Het ontworpen kanaal begint aan de noordzijde van het IJ binnen de Oranjesluizen — dus recht tegenover de uitmonding van het Rijnkanaal bij Zeeburg — doorsnijdt den Waterlandschen Zeedijk bij Schellingwoude, kruist, in westelijke richting ombuigend, de Buikslotermeer en het Noordhollandsch kanaal om na een tweede doorsnijding van den Waterlandschen Zeedijk in zuidwestelijke richting om te buigen en in het Noordzeekanaal uit te monden tusschen de terreinen van de Nederlandsche Scheepsbouwmaatschappij en de Nederlandsche Dok Maatschappij.

In December 1940 is van de hand van den Directeur van Publieke Werken der gemeente Amsterdam een studie verschenen, waarin naar aanleiding van in den gemeenteraad geopperde bezwaren de vraag wordt besproken of bij een bepaalde ontwikkeling van het Amsterdamsche scheepvaartverkeer, dit kanaal — gewoonlijk als „het kanaal om de Noord" betiteld — inderdaad als een noodzakelijk werk moet worden beschouwd.

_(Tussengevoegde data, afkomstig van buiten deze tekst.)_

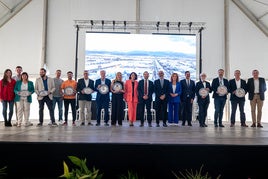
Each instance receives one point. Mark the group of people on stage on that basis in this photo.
(174, 95)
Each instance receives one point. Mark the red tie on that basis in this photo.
(145, 88)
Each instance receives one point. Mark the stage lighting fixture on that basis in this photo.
(167, 25)
(190, 26)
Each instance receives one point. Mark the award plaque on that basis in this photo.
(43, 93)
(103, 89)
(240, 92)
(24, 93)
(117, 86)
(68, 91)
(88, 90)
(203, 92)
(222, 90)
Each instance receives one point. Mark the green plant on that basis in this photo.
(130, 175)
(80, 171)
(193, 175)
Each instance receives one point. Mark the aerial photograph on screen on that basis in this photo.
(126, 53)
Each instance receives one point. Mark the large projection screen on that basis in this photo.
(125, 53)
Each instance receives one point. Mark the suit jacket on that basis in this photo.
(128, 91)
(177, 91)
(250, 87)
(159, 90)
(200, 85)
(102, 97)
(187, 91)
(233, 87)
(216, 84)
(17, 89)
(39, 86)
(141, 90)
(81, 85)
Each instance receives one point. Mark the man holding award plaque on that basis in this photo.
(85, 88)
(238, 89)
(220, 88)
(102, 86)
(68, 88)
(256, 88)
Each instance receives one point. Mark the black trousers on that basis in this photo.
(117, 109)
(161, 111)
(66, 108)
(140, 111)
(49, 104)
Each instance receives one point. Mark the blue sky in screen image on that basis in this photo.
(126, 53)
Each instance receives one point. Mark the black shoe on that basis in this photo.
(259, 125)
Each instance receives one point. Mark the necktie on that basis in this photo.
(145, 87)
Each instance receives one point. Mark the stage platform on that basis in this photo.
(152, 152)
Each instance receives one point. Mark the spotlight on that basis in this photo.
(190, 26)
(179, 26)
(167, 25)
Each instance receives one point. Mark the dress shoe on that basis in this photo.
(253, 125)
(259, 125)
(244, 125)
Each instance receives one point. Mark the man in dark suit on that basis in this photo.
(202, 98)
(256, 88)
(84, 98)
(145, 91)
(236, 84)
(161, 88)
(220, 88)
(103, 98)
(187, 98)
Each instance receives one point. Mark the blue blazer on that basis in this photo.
(200, 85)
(141, 90)
(187, 91)
(102, 97)
(159, 90)
(81, 85)
(250, 87)
(177, 91)
(216, 84)
(232, 88)
(17, 89)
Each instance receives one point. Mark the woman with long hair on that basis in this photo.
(131, 97)
(23, 91)
(7, 96)
(117, 89)
(174, 99)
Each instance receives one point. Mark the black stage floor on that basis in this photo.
(39, 152)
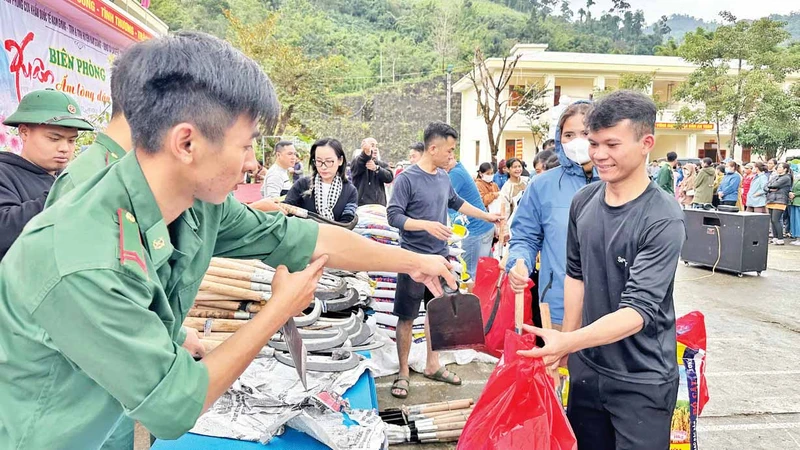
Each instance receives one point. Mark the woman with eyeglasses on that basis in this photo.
(327, 191)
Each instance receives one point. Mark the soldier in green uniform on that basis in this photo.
(93, 293)
(107, 149)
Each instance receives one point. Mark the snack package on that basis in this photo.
(692, 388)
(683, 431)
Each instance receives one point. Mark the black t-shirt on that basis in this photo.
(627, 257)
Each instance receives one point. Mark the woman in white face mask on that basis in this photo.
(514, 187)
(542, 216)
(486, 187)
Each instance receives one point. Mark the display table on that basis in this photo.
(361, 396)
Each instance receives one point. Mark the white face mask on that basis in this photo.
(577, 150)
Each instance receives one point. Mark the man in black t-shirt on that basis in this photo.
(625, 236)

Dit rapport bespreekt o.a. de toekomstige scheepvaart op het IJ bij het Centraal Station, d.w.z. na de uitbreiding van het westelijk havengebied en de voltooiing van het Amsterdam-Rijnkanaal. Hierbij wordt van de veronderstelling uitgegaan dat de Amsterdamsche haven na den aanleg van de havens-West een viermaal zoo groote zeescheepvaart zal verwerven als zij thans heeft. Ten einde nu een beeld te verkrijgen van de toekomstige scheepvaartbeweging op het IJ bij het Centraal Station, indien aan de genoemde veronderstelling ten aanzien van de zeevaart zal zijn voldaan, is de binnenscheepvaartbeweging gesplitst in twee grootheden, t.w. de scheepvaart op het IJ veroorzaakt door de scheepvaart van en naar het Rijnkanaal, en de overige scheepvaart. Voor deze „overige scheepvaart", waaronder dus wordt verstaan alle scheepvaart op het IJ bij het Centraal Station welke op andere vaarwegen dan het Rijnkanaal is georiënteerd, of welke van zuiver plaatselijken aard is, werd aangenomen dat deze, zoodra de Amsterdamsche zeevaart tot het viervoudige zal zijn gestegen, tweemaal zoo groot zal zijn als thans. Deze onderstelling is uit den aard der zaak eenigszins willekeurig, doch zij is wel aanvaardbaar, omdat eenerzijds een viervoudige vergrooting van de zeevaart ongetwijfeld een toeneming van de „overige vaart" zal veroorzaken, doch anderzijds deze toeneming niet evenredig met die der zeevaart zal zijn, daar de binnenvaart door het toenemend vervoer over den weg een gedeelte van haar taak zal verliezen.